Tórshavn Cathedral is a small and very picturesque church that is located in the capital and largest town of Tórshavn, of the autonomous country within the Kingdom of Denmark, the Faroe Islands. As it is located right next to the historic peninsula Tinganes, this white painted church was established in 1788, and it is considered to be the second oldest received church of the Faroe Islands that follows the Evangelical-Lutheran Christianity.
The attractive white building with clock tower, has been the seat of the bishop of the Faroese since 1990, and therefore it is known nowadays to be a cathedral. Throughout the history, the place where the Tórshavn Cathedral is standing today, has seen different and complicated historical structures, where in the Middle Ages there might have been only a “prayer house”, while in 1609 it was built a proper church known as “úti á Reyni”.
At that time, King Christian IV directed the Lord Lieutenant at Bergenshus to bring some timber wood to the people of the islands in order to construct their church and to have a place of worship, something that happened in 1788. Later in 1798, that church was demolished following the consecration of a new church, while the timber of the old structure was sold at an auction, and part of the furniture was transferred to the new one.
Nowadays, even though the present church has a completely different appearance from the past structures, the rebuilding in 1865 seems in fact to have only marginally affected the structural parts of the 1788 church, and still today the nave itself contains 44 benches, while the gallery only 14.

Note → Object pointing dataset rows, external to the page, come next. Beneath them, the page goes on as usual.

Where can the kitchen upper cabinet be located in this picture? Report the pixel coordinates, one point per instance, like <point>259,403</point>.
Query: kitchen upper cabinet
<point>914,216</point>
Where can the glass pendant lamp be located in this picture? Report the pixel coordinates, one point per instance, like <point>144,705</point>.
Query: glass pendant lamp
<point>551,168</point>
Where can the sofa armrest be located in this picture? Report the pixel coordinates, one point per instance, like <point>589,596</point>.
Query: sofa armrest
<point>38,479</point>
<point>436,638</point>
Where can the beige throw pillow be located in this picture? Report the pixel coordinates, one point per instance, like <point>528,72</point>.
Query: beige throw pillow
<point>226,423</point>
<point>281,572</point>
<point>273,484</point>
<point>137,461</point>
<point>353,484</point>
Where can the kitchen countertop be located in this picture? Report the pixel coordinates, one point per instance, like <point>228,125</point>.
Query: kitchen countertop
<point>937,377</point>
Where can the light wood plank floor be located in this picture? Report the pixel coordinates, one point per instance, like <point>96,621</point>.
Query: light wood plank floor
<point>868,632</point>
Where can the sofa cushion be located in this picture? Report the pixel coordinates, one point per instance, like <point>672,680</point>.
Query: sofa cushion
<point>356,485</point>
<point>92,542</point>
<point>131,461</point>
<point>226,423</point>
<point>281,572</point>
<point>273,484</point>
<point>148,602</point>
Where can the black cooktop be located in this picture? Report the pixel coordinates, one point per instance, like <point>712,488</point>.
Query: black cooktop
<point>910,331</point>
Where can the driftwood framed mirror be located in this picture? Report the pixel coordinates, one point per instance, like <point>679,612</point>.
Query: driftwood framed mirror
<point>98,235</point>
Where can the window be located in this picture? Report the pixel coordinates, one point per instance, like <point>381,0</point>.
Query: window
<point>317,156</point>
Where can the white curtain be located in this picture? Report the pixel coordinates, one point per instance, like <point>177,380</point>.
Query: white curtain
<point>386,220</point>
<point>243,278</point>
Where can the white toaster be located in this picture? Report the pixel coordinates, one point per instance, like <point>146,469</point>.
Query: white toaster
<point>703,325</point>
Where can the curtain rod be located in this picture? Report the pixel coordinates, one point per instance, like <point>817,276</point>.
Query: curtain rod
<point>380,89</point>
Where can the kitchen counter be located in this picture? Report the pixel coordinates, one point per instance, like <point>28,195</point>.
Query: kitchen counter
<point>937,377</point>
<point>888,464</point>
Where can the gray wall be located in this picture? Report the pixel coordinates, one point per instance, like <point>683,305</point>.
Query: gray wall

The bell itself is a true historic piece, decorated with palmettes and bears the inscription: “Danscke Ostindische Compagnies Scheb Nordische Löwe”, or as the translation would be “The Danish East India Company’s ship “Nordische Löwe”, and it definitely originates from the ship “Norske Löve”, which went down in Lambavík on New Year’s Eve, 1707.
Even though it is not well known worldwide, it is considered to be one of the greatest historic monuments of the island nation which is definitely worth seeing in person.